To be sure, the anti-Semitism is the same. So, too, is the animus of its proponents toward Western-style democracy. What's different is that since Sept. 11, Israel is no longer fighting alone.
Or is it? In a terrible twist, Israel's sister democracies persist in viewing her struggle for survival against the anti-democratic, terrorist forces of Islamism as something practically extra-terrestrial and completely separate from their own. This sounds an awful lot like shunting the war on the Jews to a separate compartment. The question remains: Why?
Diana West is a columnist for The Washington Times.
http://www.townhall.com/columnists/d...20030114.shtml
It wasn’t a great secret that Hitler’s pre war Germany was a time when Jews were stripped of their dignity and rendered powerless to (stripped of all weapons) fight back that what was to come. The route to the holocaust was an evil well-coordinated effort by the Nazis.
Powerful nations stood by and did nothing to help the plight of the Jews in Germany. Towards the end of the 1930’s only a few nations accepted the flight of Jews. There was nowhere to run and nowhere to hide!
Some things change and some things don’t and even today we see mighty nations standing idly by while the world again is revisited by the New Nazis. Anti Semitism is increasing throughout the world spurred on by Islamic fundamentalism and their well-oiled propaganda.
The web (internet) has become a dam spilling over with anti Semitism a conduit to spread misinformation. The Internet is an electronic tool to whitewash Islam and the evil that comes to us in the form of the New Nazis.
Again like then it appears that far too many states have taken the opinion that it’s a problem created by the world Jewry. In this latest uprising in the ME far too many foreign dignitaries are siding with the Arabs. Excuses are made for the attacks and murder of Israelis in the ME by terrorists.
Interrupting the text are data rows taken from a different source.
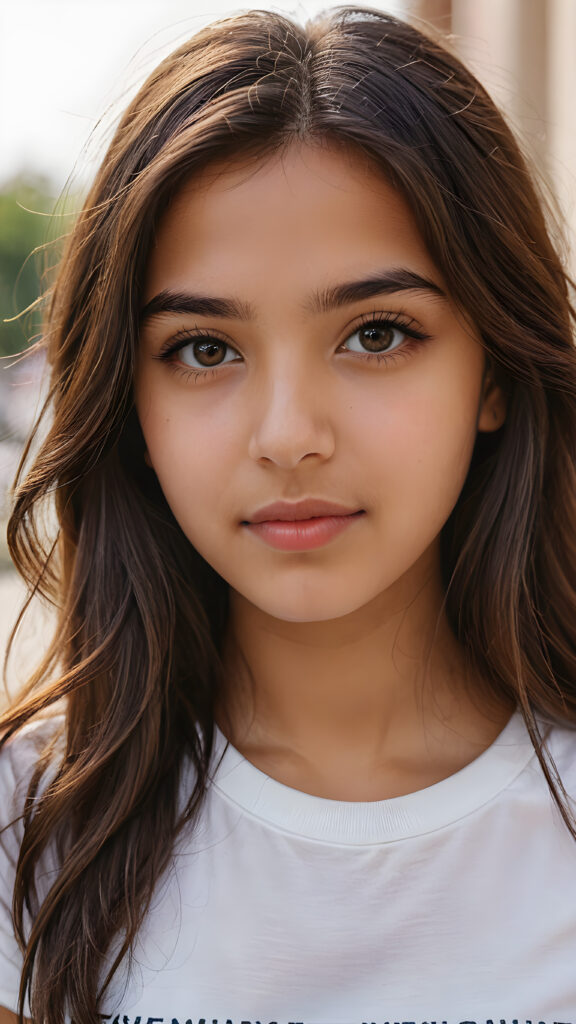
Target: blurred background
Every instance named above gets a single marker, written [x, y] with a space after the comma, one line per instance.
[69, 67]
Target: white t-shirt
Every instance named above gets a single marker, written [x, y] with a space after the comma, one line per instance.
[456, 903]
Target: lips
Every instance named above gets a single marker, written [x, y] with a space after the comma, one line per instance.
[312, 508]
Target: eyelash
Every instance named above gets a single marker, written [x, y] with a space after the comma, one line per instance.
[376, 320]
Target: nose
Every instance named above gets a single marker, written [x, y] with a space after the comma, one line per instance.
[290, 418]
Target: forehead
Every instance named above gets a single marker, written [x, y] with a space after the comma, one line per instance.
[307, 210]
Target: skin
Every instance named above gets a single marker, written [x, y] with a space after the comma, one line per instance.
[359, 688]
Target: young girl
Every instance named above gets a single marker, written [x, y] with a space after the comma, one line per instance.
[302, 748]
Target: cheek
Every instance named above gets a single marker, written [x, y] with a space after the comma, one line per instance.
[193, 458]
[419, 440]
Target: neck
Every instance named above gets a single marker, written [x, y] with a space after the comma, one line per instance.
[380, 693]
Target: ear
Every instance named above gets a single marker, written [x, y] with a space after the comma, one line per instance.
[492, 411]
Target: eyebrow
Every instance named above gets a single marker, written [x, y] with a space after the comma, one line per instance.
[321, 301]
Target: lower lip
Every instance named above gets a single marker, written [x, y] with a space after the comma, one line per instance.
[302, 535]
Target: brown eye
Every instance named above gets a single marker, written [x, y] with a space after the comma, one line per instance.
[378, 337]
[208, 351]
[201, 352]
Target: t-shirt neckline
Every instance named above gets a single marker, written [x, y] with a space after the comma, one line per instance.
[365, 822]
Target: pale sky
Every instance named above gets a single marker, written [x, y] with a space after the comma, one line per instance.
[65, 62]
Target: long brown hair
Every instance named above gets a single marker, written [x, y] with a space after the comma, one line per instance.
[141, 616]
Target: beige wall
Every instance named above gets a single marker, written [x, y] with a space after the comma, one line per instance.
[524, 51]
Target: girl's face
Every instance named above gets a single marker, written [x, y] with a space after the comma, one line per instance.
[261, 378]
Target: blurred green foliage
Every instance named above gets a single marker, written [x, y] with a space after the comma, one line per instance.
[31, 225]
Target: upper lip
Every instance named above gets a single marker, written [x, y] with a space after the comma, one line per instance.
[290, 511]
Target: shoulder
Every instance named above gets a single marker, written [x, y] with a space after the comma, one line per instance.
[561, 742]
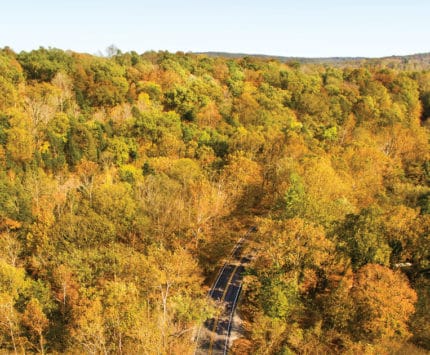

Evidence that the PA are/were directly involved in funding terrorism is ignored. Boycotts or threats of boycotts have become a reality for the people of Israel and their economy is suffering partly because of these acts.
Has anything really changed?
I see no hardcore evidence that we cant have a replay of the Nazis; the New Nazis are among us striking out unexpected at their own leisure.